Today’s technology can not only detect the radiation source and distinguish between benign and potentially threatening radiation but also identify the specific isotope and capture the dose rate—all with the same handheld instrument. Most such instruments use reference dose rates that are accurate only to within ±40 to 50 percent at a single point on the gamma ray energy spectrum, so if it reads 1 rem (Roentgen equivalent man) per hour, the team can’t confidently remain at the accident site safely for longer than 30 to 36 minutes. The most advanced technology, however, uses calibrated dose rates that are accurate to within ±20 percent across the entire energy spectrum, so if the instrument reads 1 rem per hour, emergency response personnel can have a high degree of confidence that it’s safe to stay for 48 minutes. And in dangerous situations, 12 to 18 extra minutes per hour may make all the difference.

Grants Can Help

Many fire departments, law enforcement agencies, and other sources of emergency personnel face budget constraints. But, they can’t afford not to arm their emergency response personnel with the tools they need to protect themselves and the public. Fortunately, grants are an important source of supplemental funding for emergency response equipment. Departments should consult the various resources for learning about what grants are available and how to apply for them.

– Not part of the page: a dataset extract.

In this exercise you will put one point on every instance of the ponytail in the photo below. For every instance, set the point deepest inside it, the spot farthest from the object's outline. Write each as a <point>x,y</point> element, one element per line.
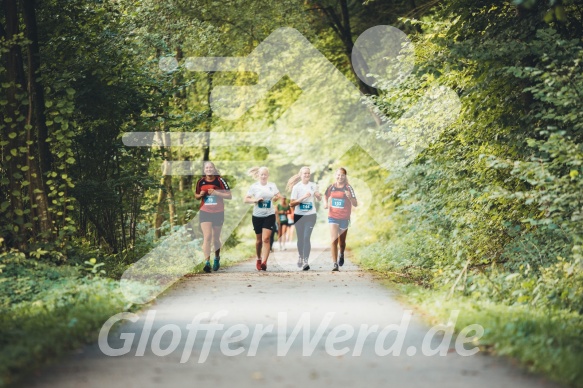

The Risks of Being Unprepared

If a truck overturns, spilling hazardous waste that contains threatening radioactive material, and first responders are ill-equipped to proactively and rapidly handle the next steps, serious consequences may be experienced at a significant radius from the accident scene. In fact, individuals in the vicinity may not immediately realize the risk of radiation exposure. The same consequences could result if a hospital fire breaks out in a room adjacent to a radiation source and the first responders lack the necessary technology to identify and respond appropriately to that potential radiation threat.

All first response units, regardless of the size of the community or size of the fire and hazmat teams, need to be equipped in the right way. They need the tools to quickly and accurately detect radiation, identify the source and type, and implement an effective response plan. This technology is essential to safeguarding those front-line personnel and the public they protect.

SCOTT MASIELLA is the global safety and security market manager for Thermo Fisher Scientific. He manages the product roadmap and new technology direction for Thermo Fisher’s field and safety instruments business. Masiella has nearly a decade of experience working with law enforcement and fire departments globally to solve radiological and nuclear detection and identification problems.